Friday, December 9, 2016


Earth is the usual setting for human drama. But with last year’s Oscar-nominated THE MARTIAN and the upcoming teen tear-jerker THE SPACE BETWEEN US both using the Red Planet to great dramatic advantage, Mars has taken over as Best Onscreen Setting. Yes, folks, Mars, that distant planet with an average daily temperature of minus 80 degrees Fahrenheit, is HOT!

The latest evidence of this is the six-episode limited series MARS, now showing on television’s NatGeo Channel. The creators of the show—director Justin Wilkes and documentarian Ben Young Mason (FOR ALL MANKIND)—set out to do something different with it and came up with a hybrid experiment. Half of each episode is fictional, set beginning in the year 2033 as Earthlings start out to colonize the Red Planet. Half is documentary featuring present-day experts telling us what we would be necessary in order to make such colonization possible and confirming a lot of what is in the show. The result is an entertaining geekfest for anyone with an interest in space exploration.

We can assume NatGeo and the show’s producers hoped to use the fictional parts of the story to lure in viewers who might not otherwise have stuck around for the more technical “talking heads” parts. And, luckily for us, the drama goes way beyond the usual “actors’ recreation” or “simulation.” The story has real narrative power, if you can overlook a certain predictability. (I don’t think it’s too spoilery to say, for example, there’s a fire in the lab—and there’s no fire extinguisher! Is there a rule against fire extinguishers on Mars? Well, you could use a fire blanket, or a bucket of sand or something! But you get the point. Safety first.)

As a science fiction romance writer, I’m fascinated by both aspects of the show—the fictional narrative AND the documentary discussion. The only problem I’m having is the constant switching back and forth between the two approaches to the subject. Although I certainly access the science-y part of my brain when I write fiction, that  really is a distinct section, with boundaries marked in red and passcodes needed (usually unlocked with caffeine). So it’s uncomfortable for me to go from relaxed “fiction-watching” mode, to pay attention! “science-watching” mode. It would have been a lot easier for me as a viewer to have the talking heads front-loaded at the beginning or wrapping up at the end of the series. I’m sure I’m not the only one.

I urge you to test your own brain on the series and see what you think. You have a few more episodes to tune into before the series concludes, and you can catch up On Demand or online.

RIP John Glenn

As I was finishing this post the announcement was made of the death of former U.S. astronaut and former Ohio Senator Colonel John Glenn at the age of 95. Glenn was the first American to successfully orbit the Earth as part of NASA's Mercury space program in 1962. Much later, as a U.S. Senator from Ohio, Glenn returned to space as part of the crew of the Space Shuttle Discovery in 1998. At the age of 77, Senator Glenn was the oldest man in space, a record still unbroken. Glenn is survived by his wife of 73 years, Annie,  two children, and countless admirers in the generations who will follow him into space. Godspeed, John Glenn.

Cheers, Donna


  1. I've been watching the show avidly--including the "talking heads" segments, which also includes some amazing artistic talent in Andy Weir, author of The Martian--but I do agree that the "flashbacks to 2016" and the switch to heavy science from dramatic fiction is somewhat jarring and slows the pace, though it does make for some pretty fascinating insights IF you have the mental presence to absorb it all.

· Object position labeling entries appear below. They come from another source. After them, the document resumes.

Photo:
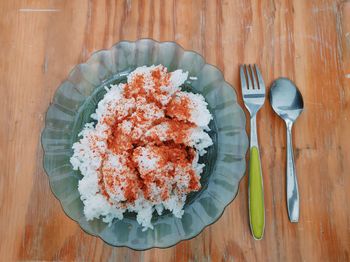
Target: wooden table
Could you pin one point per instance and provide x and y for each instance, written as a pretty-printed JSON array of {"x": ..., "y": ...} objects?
[{"x": 307, "y": 41}]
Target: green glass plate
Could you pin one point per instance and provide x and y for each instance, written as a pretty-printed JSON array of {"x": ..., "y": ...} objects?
[{"x": 76, "y": 99}]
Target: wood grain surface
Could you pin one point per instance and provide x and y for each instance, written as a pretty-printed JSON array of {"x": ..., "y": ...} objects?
[{"x": 307, "y": 41}]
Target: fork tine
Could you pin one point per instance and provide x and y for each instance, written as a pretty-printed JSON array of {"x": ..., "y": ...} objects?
[
  {"x": 255, "y": 83},
  {"x": 260, "y": 79},
  {"x": 250, "y": 86},
  {"x": 243, "y": 80}
]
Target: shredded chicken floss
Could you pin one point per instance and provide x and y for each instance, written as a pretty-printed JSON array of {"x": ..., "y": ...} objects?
[{"x": 142, "y": 154}]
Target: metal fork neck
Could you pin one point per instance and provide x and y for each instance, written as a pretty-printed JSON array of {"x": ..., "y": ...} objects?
[{"x": 253, "y": 132}]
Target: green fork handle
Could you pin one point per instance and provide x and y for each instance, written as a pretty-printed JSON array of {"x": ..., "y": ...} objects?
[{"x": 256, "y": 195}]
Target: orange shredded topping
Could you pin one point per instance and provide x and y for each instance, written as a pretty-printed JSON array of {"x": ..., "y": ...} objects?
[{"x": 171, "y": 154}]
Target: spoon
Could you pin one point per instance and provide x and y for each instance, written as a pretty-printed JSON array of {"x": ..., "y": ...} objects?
[{"x": 287, "y": 101}]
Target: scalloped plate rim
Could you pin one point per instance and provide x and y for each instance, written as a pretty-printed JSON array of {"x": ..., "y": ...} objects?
[{"x": 244, "y": 136}]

    I don't know how it could be fixed, since the same aspect that makes MARS special and unique is also responsible for pace-killing. Maybe I need to retrain myself on how I view for this one, and, like you said--pay attention!

    I also have to comment in as unspoilery a fashion as possible that the Game of Thrones rule of "no character is sacred" also applies to this series, and it can be upsetting to bond with a character who may not survive in this extremely hostile and sometimes Murphy's Law environment. Can you imagine if Mark Watney hadn't lived? Nuff said.

  2. Forgot to comment on the passing of John Glenn. A true American hero and inspiration for generations. What a life the man lived! He will be so missed.

    Someone really ought to make a movie about him. I think I'll be watching The Right Stuff again in the near future, which was about all the original Mercury 7 astronauts and the big role John Glenn played as part of that team.

    There could be no better goodbye for this giant than the trademark phrase from the early days of spaceflight--Godspeed.

  3. Oh, yeah, Laurie, I neglected to mention the little GAME OF THRONES detail. Didn't much appreciate that, myself. Of course space is dangerous;that's why Roddenberry invented Redshirts.